Many Australian companies are paying 30 percent more or less than they should be for software licensing, a software vendor said.
Phil Hare, regional managing director for UK-based IT inventory and tracking software vendor Centennial Software, said most of its customers over the last six months had been found to have either 30 percent more software licenses than they needed or were the same amount short.
He did not give actual figures but claimed "the vast majority" were failing to accurately inventory their software and buy the appropriate number and type of software licences as a result.
While that might seem a trivial issue, companies that could accurately inventory their software -- and hardware -- had the tools to manage it better, potentially reducing risk and saving money.
Meanwhile, regulatory compliance and corporate governance were becoming bigger issues, Hare said.
"Within organisations, both employees and managers can expose themselves to risks [as a result]," he said.
Centennial Software sells IT asset inventory and tracking applications that can tell users what software they have on their network-attached devices, what brand it is and whether it is licensable. It also gives a view of hardware on the network, Hare said.

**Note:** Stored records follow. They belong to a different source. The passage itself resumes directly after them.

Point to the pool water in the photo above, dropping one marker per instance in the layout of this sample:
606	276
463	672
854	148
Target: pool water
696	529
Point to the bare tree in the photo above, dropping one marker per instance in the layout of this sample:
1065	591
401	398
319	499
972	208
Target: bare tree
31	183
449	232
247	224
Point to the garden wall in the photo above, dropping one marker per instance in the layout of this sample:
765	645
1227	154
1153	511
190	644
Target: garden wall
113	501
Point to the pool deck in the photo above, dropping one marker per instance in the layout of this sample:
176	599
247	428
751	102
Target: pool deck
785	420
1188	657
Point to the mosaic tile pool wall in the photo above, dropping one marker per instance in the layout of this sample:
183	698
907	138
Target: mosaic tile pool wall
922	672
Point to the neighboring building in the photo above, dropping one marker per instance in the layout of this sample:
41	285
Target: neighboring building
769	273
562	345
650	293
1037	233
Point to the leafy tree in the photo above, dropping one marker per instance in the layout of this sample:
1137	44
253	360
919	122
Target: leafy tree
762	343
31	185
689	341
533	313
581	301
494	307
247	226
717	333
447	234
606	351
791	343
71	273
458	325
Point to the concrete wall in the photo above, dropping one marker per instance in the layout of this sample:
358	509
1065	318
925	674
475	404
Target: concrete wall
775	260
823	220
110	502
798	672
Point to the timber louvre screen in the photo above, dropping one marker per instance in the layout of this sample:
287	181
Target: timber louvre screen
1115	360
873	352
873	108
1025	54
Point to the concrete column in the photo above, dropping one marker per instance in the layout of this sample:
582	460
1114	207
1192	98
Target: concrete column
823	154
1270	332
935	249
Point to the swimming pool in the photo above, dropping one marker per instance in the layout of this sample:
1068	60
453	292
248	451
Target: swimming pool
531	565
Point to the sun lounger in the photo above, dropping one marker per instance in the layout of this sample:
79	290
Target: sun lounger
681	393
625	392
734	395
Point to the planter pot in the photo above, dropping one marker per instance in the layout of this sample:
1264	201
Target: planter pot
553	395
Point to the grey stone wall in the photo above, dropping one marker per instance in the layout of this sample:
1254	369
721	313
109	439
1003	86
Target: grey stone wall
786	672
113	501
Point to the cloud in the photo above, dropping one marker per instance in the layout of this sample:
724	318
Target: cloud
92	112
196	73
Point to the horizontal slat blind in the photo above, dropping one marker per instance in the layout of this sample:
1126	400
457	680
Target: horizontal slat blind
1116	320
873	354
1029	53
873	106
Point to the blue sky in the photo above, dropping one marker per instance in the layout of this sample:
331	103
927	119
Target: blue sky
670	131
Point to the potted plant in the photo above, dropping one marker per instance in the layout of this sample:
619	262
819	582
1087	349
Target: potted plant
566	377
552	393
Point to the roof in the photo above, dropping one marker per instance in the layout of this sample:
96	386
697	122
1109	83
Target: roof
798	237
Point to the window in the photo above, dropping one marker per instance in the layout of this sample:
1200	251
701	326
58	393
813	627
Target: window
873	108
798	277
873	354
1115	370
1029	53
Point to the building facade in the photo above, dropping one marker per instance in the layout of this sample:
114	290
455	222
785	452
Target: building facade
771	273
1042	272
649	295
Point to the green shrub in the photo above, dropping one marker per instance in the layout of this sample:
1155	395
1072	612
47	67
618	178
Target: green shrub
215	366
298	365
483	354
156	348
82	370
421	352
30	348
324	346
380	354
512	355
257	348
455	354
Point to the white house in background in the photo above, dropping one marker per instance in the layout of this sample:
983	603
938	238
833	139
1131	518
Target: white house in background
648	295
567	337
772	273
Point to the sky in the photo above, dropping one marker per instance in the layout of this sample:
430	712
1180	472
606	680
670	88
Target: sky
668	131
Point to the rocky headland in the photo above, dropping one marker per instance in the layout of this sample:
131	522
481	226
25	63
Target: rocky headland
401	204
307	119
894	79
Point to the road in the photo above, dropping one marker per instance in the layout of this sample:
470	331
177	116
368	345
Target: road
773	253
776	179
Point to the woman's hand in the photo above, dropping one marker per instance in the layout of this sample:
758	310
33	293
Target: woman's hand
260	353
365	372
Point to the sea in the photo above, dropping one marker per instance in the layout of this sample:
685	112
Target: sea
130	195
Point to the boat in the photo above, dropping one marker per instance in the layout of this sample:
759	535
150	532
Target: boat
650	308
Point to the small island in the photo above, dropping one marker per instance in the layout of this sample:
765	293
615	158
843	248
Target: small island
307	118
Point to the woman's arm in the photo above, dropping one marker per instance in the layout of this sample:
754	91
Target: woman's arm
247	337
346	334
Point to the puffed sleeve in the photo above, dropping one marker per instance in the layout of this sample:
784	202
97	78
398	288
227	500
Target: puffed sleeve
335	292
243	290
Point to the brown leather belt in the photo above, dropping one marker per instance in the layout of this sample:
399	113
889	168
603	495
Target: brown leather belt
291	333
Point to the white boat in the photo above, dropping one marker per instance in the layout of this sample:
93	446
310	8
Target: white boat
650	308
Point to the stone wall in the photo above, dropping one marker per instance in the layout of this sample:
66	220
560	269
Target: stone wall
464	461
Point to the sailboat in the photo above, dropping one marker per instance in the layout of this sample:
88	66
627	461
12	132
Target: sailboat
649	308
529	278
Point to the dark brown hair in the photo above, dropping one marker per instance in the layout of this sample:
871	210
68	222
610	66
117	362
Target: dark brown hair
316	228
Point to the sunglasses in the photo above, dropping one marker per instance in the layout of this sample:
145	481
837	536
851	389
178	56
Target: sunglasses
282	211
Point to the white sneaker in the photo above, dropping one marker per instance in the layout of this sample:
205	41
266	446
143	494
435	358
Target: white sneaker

Adam Shaw, a software asset management specialist in licensing solutions at service provider and Centennial Software reseller Data#3, said many of its customers worried about the problems they had keeping track of their software.
"Customers are coming to us and saying, 'we need to be able to find out what software we have'," he said.
"Many organisations only [inventory their software] once a year and then you've got people running around with freeware they've downloaded, dropping it all in .txt files."
Companies with large numbers of desktops and more mobile workers increasingly needed to ensure scarce resources weren't unnecessarily wasted or inappropriately used. Also, vendors such as Adobe were demanding customers audit themselves and report back, he said.
So products like Centennial Software's Discovery application -- which let users get a virtually instantaneous, real time view of their network assets -- were proving popular, Shaw said.